One clue is that the wind of hurricanes circulate in a counter-clockwise direction …. but what track will they take …. east or west of the spill?
Will they drive the oil toward the east coast, toward Texas, or toward island and coastal resorts? As we watch and wait, Hurricane Alex is now developing 1400 miles east-south-east of the Gulf, moving at a slow 15 mph …. plenty of time to pick up massive energy as it approaches!
Recent years have produced as few as 3 hurricanes; this year, scientists are talking about 10 or more.
At this point, tracking hurricanes, is closer to conjecture than science ….. Scientists do offer this hopeful note: with a massive oil slick, evaporation may suppress the natural “feeding” of a storm with more moisture, thus reducing its’ strength. Though this statement is offered up to the public as hopeful, the oil slick is very patchy. Besides, the operative word here, …. is “may.”

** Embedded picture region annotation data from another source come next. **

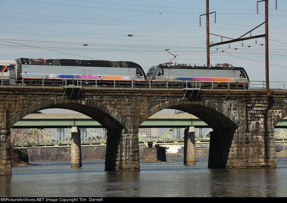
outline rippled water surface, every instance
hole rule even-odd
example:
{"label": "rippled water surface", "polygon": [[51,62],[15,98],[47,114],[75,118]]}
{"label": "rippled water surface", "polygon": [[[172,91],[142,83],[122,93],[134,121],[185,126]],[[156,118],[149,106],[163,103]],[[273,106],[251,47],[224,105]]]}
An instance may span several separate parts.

Experience teaches us little. Oil spills in the past, have been caused by hurricanes but they were not a long-lasting leak, and covering a large area prior to a storm.
What is sure is that the winds are likely to spread the oil over a wider area; during Katrina and Rita (2005) both oil released during the storms became very widely dispersed.
Other questions remain unasked …. more at this point than are answered:
- Will the oil be lifted into the atmosphere?
- Would electrical storms react somehow oil in the atmosphere?
- How will it impact the workers?
- How soon will the ships be withdrawn from the potential storm area?